Le posizioni italiane ignorate sui temi più sensibili dell’ultimo summit dell’anno

ertice amaro per l’Italia, quello dei capi di Stato e di governo dell’Ue tenuto a Bruxelles per l’ultima volta nell’anno che volge al termine. Il presidente del Consiglio, Giuseppe Conte, torna a Roma con il rinnovo delle sanzioni contro la Russia per il mancato rispetto degli impegni di distensione nell’est dell’Ucraina, la richiesta di tagli alla 'manovra del popolo' per altri quattro miliardi di euro (circa il 2,44% del Pil) e la crescita del fronte contrario a ogni ipotesi di solidarietà obbligatoria nella gestione dei flussi migratori.

Manovra, resta il nodo del deficit strutturale

Le intenzioni di ridurre la portata espansiva della manovra giallo-verde vanno bene, ma non bastano. La Commissione è irremovibile sulla necessità di produrre un aggiustamento strutturale del deficit strutturale rispetto al Pil. La proposta portata a Bruxelles da Conte prevede invece un peggioramento dello 0,3%. Al netto della flessibilità che può essere accordata all’Italia per le spese eccezionali legate al dissesto idro-geologico, resta un un differenza dello 0,2%, pari a oltre tre miliardi e mezzo di euro. E mercoledì il collegio dei commissari è chiamato a decidere se avviare o meno la procedura per deficit eccessivo legata al debito. Non butta bene, insomma.

Italia sconfitta sulla Russia

Non va meglio per quanto riguarda la politica da adottare nei confronti della Russia. L’attuale esecutivo aveva espresso pubblicamente la richiesta di rimuovere le sanzioni comminate al gigante euro-asiatico per l'annessione della Crimea. Il Consiglio europeo le ha invece prolungate di altri sei mesi “all’unanimità”, annuncia il presidente dell’istituzione comunitaria, Donald Tusk. Vuol dire che Conte non ha saputo convincere i partner a cambiare strategia, e non ha saputo opporsi alla voglia di andare avanti con la linea delle misure restrittive.

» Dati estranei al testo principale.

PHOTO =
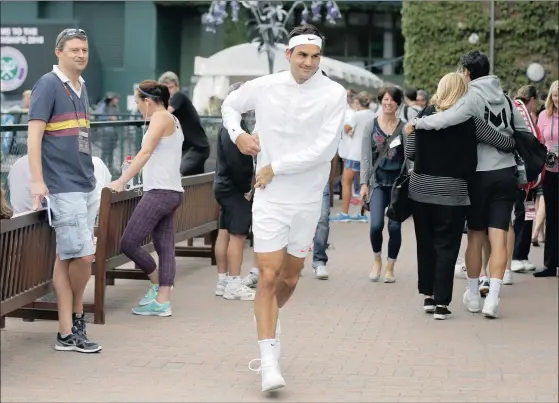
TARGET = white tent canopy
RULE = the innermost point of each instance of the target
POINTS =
(244, 62)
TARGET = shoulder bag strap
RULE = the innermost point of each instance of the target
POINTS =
(389, 140)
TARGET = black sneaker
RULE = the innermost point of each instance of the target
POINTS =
(483, 288)
(429, 305)
(442, 313)
(76, 342)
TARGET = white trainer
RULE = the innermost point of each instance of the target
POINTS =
(220, 287)
(320, 272)
(271, 374)
(472, 303)
(239, 292)
(491, 307)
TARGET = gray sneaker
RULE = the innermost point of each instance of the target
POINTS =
(320, 272)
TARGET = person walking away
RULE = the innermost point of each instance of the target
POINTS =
(232, 189)
(160, 158)
(196, 147)
(548, 122)
(382, 158)
(444, 162)
(362, 119)
(59, 149)
(493, 191)
(292, 168)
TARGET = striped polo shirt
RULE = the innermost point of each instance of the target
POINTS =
(65, 111)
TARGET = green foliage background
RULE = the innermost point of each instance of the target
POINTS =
(436, 34)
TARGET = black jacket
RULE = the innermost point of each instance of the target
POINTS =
(450, 152)
(234, 170)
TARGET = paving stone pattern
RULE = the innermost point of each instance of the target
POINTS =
(345, 339)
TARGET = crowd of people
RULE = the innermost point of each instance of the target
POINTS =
(459, 151)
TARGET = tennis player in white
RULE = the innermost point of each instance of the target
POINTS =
(300, 114)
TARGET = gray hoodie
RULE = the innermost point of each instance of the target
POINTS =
(485, 99)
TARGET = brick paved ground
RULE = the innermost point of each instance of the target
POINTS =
(345, 339)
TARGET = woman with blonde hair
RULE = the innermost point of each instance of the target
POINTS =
(444, 162)
(363, 118)
(548, 122)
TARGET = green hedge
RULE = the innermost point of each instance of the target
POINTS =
(437, 32)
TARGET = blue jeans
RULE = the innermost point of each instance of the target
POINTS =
(322, 231)
(380, 200)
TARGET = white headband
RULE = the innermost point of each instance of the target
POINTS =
(305, 39)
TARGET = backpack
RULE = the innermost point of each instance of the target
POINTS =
(530, 151)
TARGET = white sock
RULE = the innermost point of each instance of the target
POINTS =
(473, 286)
(267, 347)
(495, 286)
(234, 281)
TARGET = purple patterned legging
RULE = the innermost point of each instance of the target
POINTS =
(153, 215)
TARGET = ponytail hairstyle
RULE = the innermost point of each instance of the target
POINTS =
(158, 93)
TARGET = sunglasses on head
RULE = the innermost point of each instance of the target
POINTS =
(70, 32)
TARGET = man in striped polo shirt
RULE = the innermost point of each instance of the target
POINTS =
(61, 167)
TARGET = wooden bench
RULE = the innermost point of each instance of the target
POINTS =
(27, 255)
(197, 216)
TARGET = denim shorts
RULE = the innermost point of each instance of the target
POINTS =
(73, 219)
(352, 164)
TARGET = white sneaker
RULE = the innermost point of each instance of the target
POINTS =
(220, 287)
(491, 307)
(271, 374)
(250, 280)
(240, 292)
(528, 266)
(507, 278)
(472, 303)
(518, 266)
(460, 269)
(320, 272)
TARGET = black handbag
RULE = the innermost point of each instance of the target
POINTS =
(400, 207)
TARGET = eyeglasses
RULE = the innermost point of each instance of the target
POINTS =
(70, 32)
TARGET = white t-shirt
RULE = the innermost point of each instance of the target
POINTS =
(299, 127)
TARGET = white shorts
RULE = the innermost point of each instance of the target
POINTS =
(276, 226)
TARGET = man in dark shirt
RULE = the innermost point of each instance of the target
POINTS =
(195, 147)
(232, 188)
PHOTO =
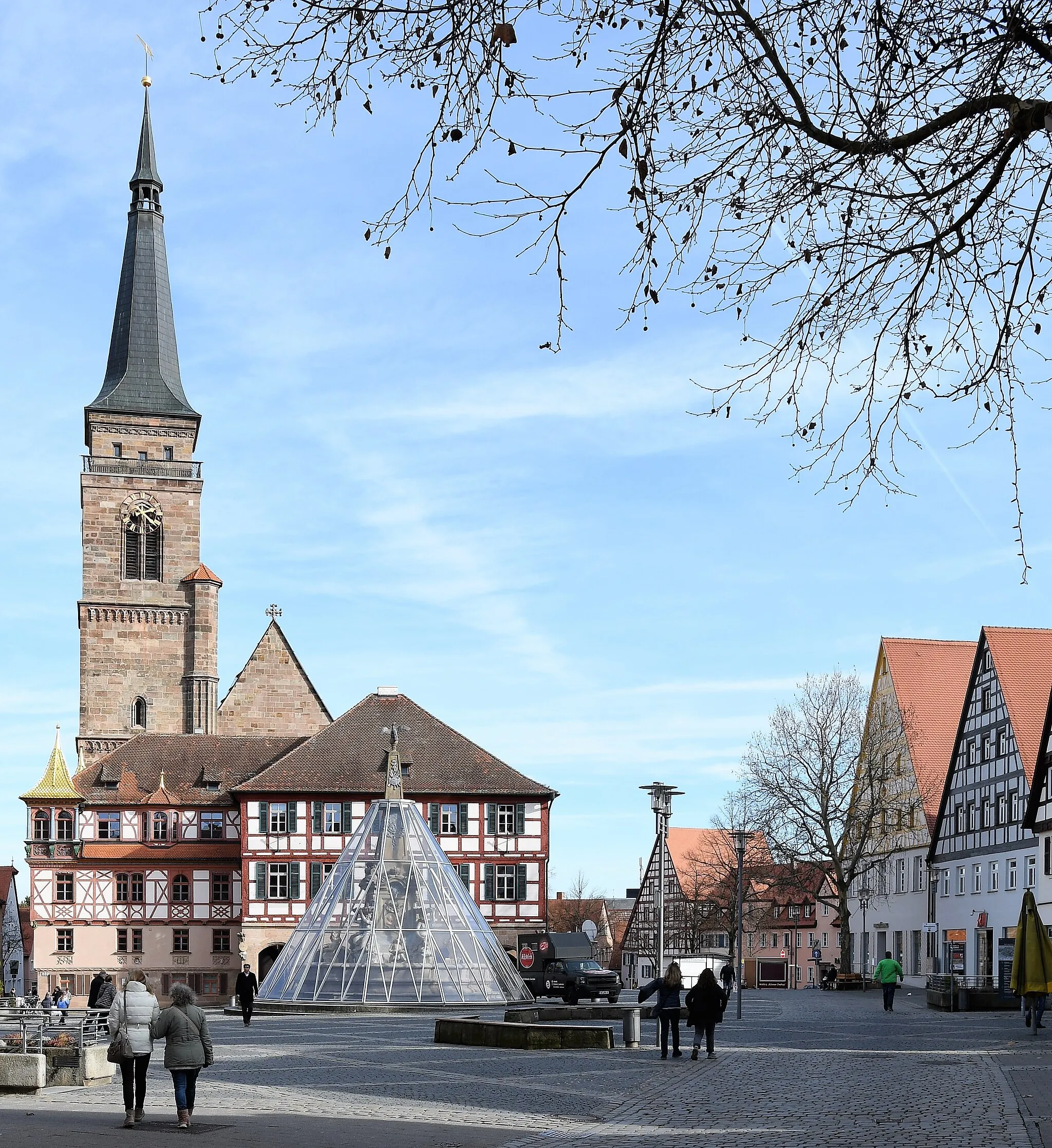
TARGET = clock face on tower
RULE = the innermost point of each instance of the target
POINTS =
(141, 514)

Niente riforma di Dublino, addio solidarietà

Sul fronte migratorio l’Ue conferma l’indisponibilità a meccanismo obbligatori di redistribuzione di migranti. Le conclusioni non parlano di riforma del sistema comune di asilo, ma solo di politiche di rimpatri e di rinforzo delle frontiere esterne. La Romania, prossima presidenza di turno dall’1 gennaio, chiude a ogni possibilità di soluzione comune. “Le quote obbligatorie di ricollocamenti non appaiono una buona soluzione”, scandisce il presidente romeno, Klaus Iohannis. “Dobbiamo cercare altre soluzioni”, e per farlo “dobbiamo discutere ancora molto prima di trovare una strada comune”. Non se ne fa niente, insomma. E non è chiaro quale potrà mai essere la soluzione europea, semmai ve ne sarà una.

La Croazia come l’Ungheria, gestione flussi solo nazionale

Intanto la Croazia annuncia l’intenzione di voler “aver un confine forte chiuso controllato dalla nostra polizia di frontiera, nel rispetto della nostra legislazione nazionale e degli standard europei”. Vuol dire piena libertà di manovra senza interferenze dell’Ue, un modello di gestione di fatto simile a quello varato dall’Ungheria di Viktor Orban. Rigore di confine, con barriere e divieto di accessi, e nessuna disponibilità a tendere la mano a chi deve fare i conti con gli sbarchi, vale a dire Grecia e Italia.